Earlier this week, shares of Fannie Mae and Freddie Mac cratered on the announcement that Senate Banking Committee leaders had reached a bipartisan deal to replace the government-sponsored mortgage giants with a new entity.
The two stocks — whose dividends go to the Treasury Department and not shareholders — had been a favorite of many hedge fund managers betting that eventually shareholders would win out in court before the government could pass an overhaul.
Investors in Fannie and Freddie may be pleased to read this assessment from Goldman Sachs' Alec Phillips. He argues that, while the issue is indeed moving forward, reform will not be enacted this year.
The key reason, Phillips writes, is that Congress really has no deadline here. Today's members of Congress only really act if they are up against the clock. From the note:
There is no hard deadline for action. The main obstacle to reform in the near term is simply that there is no action-forcing event. Almost every major piece of legislation enacted since control of Congress became divided in 2011 has been motivated by a deadline. Since the Treasury's capital agreement with the GSEs is open-ended--and the GSEs are profitable in any case--there is no obvious event that will force Congress to intervene. One potential catalyst for legislative action would be a final ruling on lawsuits brought by GSE shareholders regarding the Treasury's handling of the GSEs over the last few years.
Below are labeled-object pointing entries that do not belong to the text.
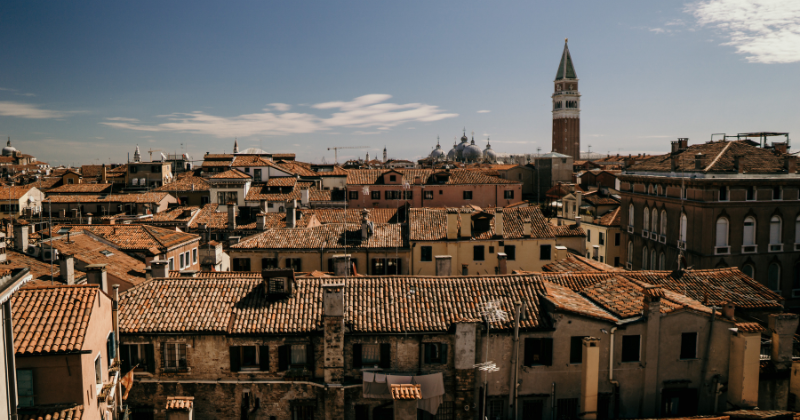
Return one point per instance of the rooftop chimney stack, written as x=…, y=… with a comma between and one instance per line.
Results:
x=232, y=208
x=96, y=274
x=291, y=215
x=66, y=265
x=159, y=268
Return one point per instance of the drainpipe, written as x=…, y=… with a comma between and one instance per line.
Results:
x=611, y=373
x=512, y=395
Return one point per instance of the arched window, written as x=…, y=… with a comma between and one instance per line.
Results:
x=722, y=232
x=644, y=258
x=654, y=220
x=630, y=215
x=683, y=227
x=774, y=277
x=653, y=259
x=775, y=230
x=749, y=232
x=630, y=251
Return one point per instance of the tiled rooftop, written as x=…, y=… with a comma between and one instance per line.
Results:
x=51, y=319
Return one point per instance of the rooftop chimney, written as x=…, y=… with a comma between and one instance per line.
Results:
x=232, y=208
x=96, y=274
x=291, y=215
x=21, y=238
x=698, y=161
x=66, y=265
x=502, y=263
x=444, y=265
x=738, y=163
x=341, y=265
x=159, y=268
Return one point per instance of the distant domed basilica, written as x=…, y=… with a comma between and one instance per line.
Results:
x=464, y=152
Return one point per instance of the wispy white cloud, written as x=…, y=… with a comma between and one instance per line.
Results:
x=765, y=31
x=21, y=110
x=280, y=107
x=362, y=112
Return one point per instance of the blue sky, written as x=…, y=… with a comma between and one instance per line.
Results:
x=84, y=82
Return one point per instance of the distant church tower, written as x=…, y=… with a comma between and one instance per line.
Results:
x=567, y=109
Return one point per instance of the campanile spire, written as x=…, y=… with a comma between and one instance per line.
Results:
x=566, y=108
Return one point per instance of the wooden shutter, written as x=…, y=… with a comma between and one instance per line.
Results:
x=150, y=358
x=125, y=364
x=283, y=358
x=386, y=355
x=236, y=358
x=547, y=351
x=263, y=358
x=357, y=360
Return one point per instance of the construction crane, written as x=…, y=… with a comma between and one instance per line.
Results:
x=151, y=153
x=336, y=151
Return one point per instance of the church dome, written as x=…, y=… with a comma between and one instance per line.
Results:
x=472, y=153
x=9, y=150
x=453, y=153
x=489, y=155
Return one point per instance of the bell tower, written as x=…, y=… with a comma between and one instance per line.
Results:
x=566, y=108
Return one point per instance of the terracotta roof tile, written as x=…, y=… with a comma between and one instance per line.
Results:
x=406, y=391
x=52, y=319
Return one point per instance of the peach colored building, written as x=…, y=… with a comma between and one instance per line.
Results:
x=392, y=188
x=64, y=351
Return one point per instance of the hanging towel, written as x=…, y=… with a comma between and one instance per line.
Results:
x=432, y=392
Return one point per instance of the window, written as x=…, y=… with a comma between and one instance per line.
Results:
x=426, y=253
x=477, y=253
x=576, y=349
x=644, y=258
x=630, y=215
x=749, y=270
x=545, y=252
x=511, y=252
x=25, y=387
x=173, y=355
x=684, y=222
x=372, y=355
x=722, y=232
x=775, y=230
x=630, y=348
x=688, y=346
x=249, y=358
x=774, y=277
x=294, y=263
x=539, y=351
x=241, y=264
x=435, y=353
x=137, y=355
x=749, y=231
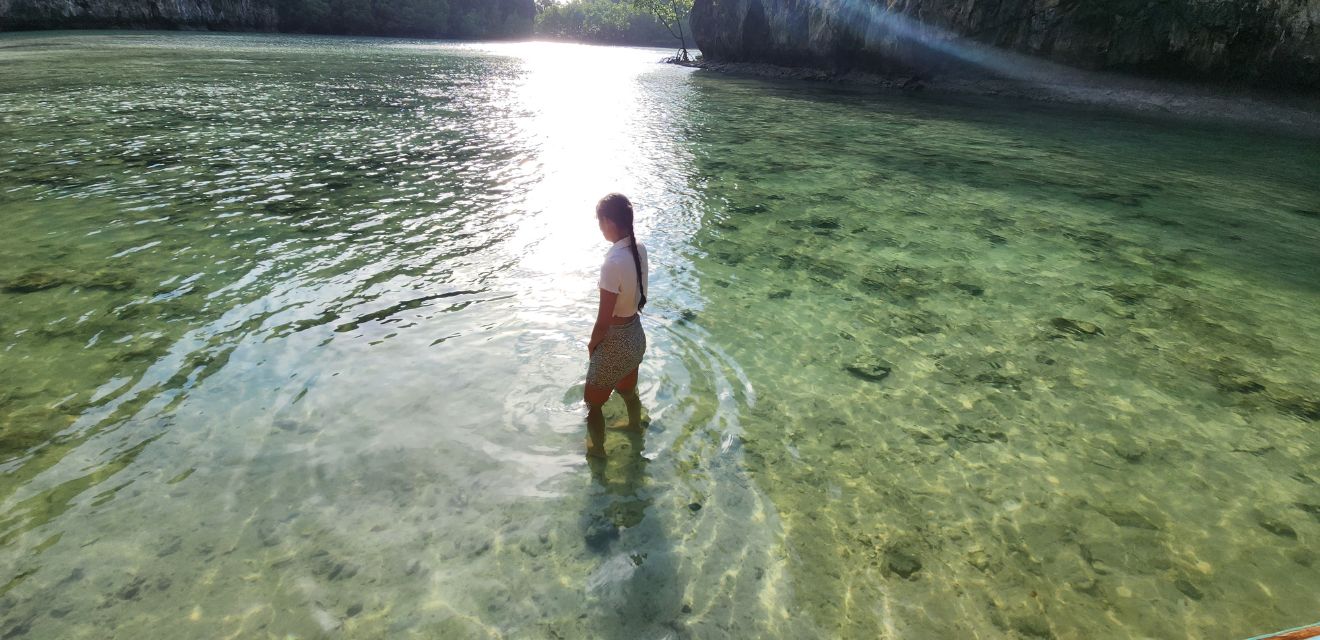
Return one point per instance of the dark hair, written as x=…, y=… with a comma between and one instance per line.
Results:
x=617, y=209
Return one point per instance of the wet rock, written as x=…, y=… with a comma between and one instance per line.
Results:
x=869, y=368
x=1081, y=329
x=902, y=564
x=34, y=281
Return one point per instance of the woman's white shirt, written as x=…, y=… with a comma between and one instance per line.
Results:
x=619, y=275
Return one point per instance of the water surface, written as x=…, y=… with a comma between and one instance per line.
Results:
x=293, y=333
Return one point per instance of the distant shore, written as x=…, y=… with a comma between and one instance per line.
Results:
x=1139, y=95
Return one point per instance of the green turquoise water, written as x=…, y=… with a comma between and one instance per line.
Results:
x=292, y=334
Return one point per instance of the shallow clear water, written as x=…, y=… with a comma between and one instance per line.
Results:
x=293, y=333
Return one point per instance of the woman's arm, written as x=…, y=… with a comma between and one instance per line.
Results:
x=602, y=320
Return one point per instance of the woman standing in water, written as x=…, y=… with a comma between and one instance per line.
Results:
x=618, y=341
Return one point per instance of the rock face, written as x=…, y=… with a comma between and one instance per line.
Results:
x=1265, y=42
x=462, y=19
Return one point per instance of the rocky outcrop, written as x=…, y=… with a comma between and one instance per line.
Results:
x=1262, y=42
x=460, y=19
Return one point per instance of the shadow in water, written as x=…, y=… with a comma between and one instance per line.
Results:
x=635, y=587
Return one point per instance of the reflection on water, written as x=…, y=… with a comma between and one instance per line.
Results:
x=293, y=337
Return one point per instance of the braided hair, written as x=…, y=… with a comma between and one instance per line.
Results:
x=617, y=209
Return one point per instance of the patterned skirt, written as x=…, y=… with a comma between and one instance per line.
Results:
x=617, y=355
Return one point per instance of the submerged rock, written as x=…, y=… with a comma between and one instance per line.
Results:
x=1081, y=329
x=108, y=280
x=1277, y=527
x=599, y=533
x=34, y=281
x=869, y=368
x=902, y=564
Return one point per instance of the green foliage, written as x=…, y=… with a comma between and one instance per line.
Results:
x=615, y=21
x=672, y=15
x=427, y=19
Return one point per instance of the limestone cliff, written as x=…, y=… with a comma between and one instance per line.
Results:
x=1263, y=42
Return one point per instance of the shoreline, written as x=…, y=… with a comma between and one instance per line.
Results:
x=1081, y=89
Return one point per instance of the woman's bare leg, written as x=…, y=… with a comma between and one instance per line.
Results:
x=627, y=388
x=595, y=420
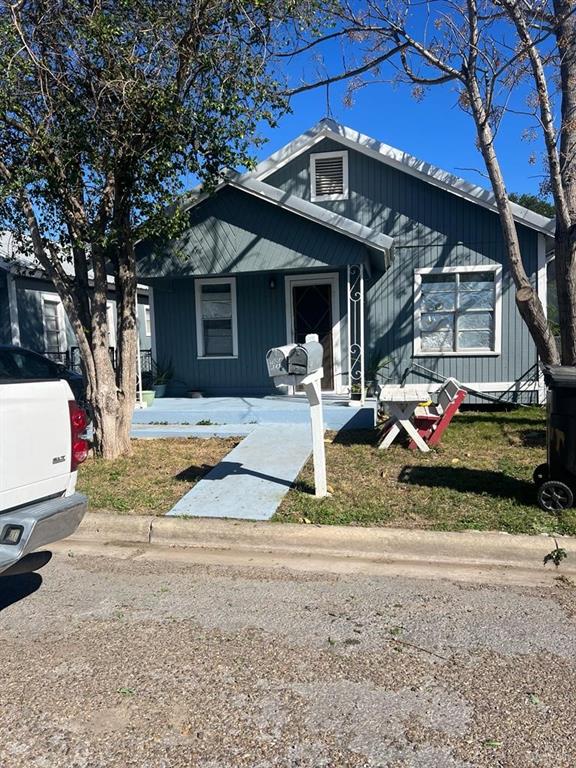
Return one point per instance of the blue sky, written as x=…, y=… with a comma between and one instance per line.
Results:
x=435, y=130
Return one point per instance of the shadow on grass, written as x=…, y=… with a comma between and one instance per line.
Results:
x=533, y=438
x=484, y=482
x=501, y=418
x=357, y=437
x=193, y=473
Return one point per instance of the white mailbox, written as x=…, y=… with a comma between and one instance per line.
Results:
x=301, y=365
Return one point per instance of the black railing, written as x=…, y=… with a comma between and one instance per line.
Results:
x=72, y=360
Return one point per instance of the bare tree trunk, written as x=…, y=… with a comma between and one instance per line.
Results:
x=565, y=248
x=527, y=300
x=104, y=398
x=127, y=338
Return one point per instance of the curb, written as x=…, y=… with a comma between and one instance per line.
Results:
x=470, y=548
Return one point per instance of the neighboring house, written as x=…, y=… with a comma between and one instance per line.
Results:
x=32, y=314
x=381, y=254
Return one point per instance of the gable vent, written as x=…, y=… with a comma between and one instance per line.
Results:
x=329, y=173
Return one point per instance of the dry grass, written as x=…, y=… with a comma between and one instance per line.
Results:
x=479, y=478
x=151, y=481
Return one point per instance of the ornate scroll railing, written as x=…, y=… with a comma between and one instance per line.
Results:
x=355, y=285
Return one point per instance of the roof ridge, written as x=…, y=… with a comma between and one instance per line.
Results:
x=328, y=127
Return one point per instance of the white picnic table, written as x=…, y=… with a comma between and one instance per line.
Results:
x=401, y=402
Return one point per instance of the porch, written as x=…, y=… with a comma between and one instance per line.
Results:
x=222, y=416
x=253, y=272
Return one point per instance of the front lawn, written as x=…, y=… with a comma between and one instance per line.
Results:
x=478, y=478
x=151, y=481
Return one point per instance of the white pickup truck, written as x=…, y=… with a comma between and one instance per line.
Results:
x=41, y=445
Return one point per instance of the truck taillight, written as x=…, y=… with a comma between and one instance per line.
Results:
x=78, y=424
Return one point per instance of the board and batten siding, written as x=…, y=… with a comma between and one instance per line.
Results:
x=235, y=232
x=261, y=325
x=431, y=228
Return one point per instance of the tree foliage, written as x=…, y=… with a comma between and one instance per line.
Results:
x=107, y=109
x=533, y=203
x=498, y=57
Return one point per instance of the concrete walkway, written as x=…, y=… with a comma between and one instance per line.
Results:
x=251, y=481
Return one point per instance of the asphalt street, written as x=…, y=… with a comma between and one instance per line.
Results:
x=118, y=661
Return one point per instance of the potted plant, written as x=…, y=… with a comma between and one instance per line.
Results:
x=373, y=369
x=355, y=393
x=161, y=374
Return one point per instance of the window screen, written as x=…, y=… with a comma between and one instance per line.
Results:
x=216, y=316
x=458, y=312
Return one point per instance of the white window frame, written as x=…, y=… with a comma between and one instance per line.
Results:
x=54, y=298
x=147, y=320
x=326, y=156
x=231, y=281
x=497, y=270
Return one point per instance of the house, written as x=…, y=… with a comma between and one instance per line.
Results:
x=381, y=254
x=32, y=314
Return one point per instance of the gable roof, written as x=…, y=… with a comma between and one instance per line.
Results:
x=371, y=238
x=399, y=160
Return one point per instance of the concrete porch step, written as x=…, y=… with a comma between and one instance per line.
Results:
x=155, y=431
x=225, y=411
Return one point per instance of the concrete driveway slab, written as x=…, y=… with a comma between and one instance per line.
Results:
x=251, y=481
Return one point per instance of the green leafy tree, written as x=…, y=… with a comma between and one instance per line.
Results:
x=107, y=107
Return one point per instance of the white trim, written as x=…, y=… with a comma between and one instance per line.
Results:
x=327, y=156
x=301, y=207
x=152, y=323
x=198, y=283
x=54, y=298
x=320, y=278
x=13, y=309
x=497, y=270
x=312, y=212
x=400, y=160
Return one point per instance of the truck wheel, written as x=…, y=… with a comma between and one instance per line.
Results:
x=540, y=474
x=554, y=496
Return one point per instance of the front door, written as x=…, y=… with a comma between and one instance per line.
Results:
x=312, y=313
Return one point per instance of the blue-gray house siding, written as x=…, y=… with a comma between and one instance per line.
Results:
x=431, y=228
x=235, y=233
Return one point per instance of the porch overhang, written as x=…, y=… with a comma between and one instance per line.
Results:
x=250, y=226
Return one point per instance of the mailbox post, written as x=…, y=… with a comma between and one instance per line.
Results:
x=301, y=365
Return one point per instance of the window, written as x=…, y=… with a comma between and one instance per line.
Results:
x=457, y=311
x=54, y=332
x=329, y=176
x=216, y=322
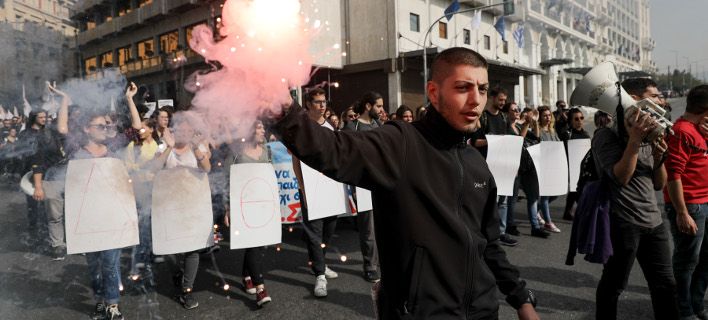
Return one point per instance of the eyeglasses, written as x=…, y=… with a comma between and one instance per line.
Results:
x=103, y=127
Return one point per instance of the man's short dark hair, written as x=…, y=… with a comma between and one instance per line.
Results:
x=637, y=86
x=573, y=111
x=497, y=91
x=697, y=100
x=452, y=57
x=310, y=96
x=370, y=98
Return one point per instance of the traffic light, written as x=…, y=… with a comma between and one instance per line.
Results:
x=508, y=7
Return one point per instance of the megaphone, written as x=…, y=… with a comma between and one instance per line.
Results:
x=600, y=89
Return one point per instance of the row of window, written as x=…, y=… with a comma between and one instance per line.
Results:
x=442, y=33
x=169, y=43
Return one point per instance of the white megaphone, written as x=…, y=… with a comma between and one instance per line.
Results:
x=600, y=89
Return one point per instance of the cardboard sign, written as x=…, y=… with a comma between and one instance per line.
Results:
x=288, y=186
x=325, y=197
x=255, y=206
x=551, y=167
x=99, y=206
x=182, y=218
x=503, y=159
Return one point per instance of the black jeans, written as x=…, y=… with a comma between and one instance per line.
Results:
x=650, y=246
x=318, y=232
x=253, y=264
x=367, y=240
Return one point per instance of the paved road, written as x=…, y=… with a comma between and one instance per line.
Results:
x=34, y=287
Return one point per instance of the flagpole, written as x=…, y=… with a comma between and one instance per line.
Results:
x=425, y=43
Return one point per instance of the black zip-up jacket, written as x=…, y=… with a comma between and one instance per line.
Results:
x=436, y=223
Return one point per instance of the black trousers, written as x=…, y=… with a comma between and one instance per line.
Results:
x=650, y=246
x=253, y=264
x=316, y=233
x=367, y=240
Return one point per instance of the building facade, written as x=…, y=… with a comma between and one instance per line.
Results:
x=562, y=39
x=36, y=45
x=379, y=44
x=148, y=40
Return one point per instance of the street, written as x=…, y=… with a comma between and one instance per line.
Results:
x=35, y=287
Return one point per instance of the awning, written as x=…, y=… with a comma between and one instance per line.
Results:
x=555, y=62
A ruling that restored the GSE's ability to retain profits--and eventually repurchase the Treasury's stake in the companies--might prompt Congress to act, but the outlook and timing for any such decision is very unclear.
"So while we expect to hear much more about GSE reform over the next few months, we would be surprised to see reform legislation reach the President's desk this year," he concludes. "That said, over the longer term we believe GSE reform has a reasonable chance of enactment."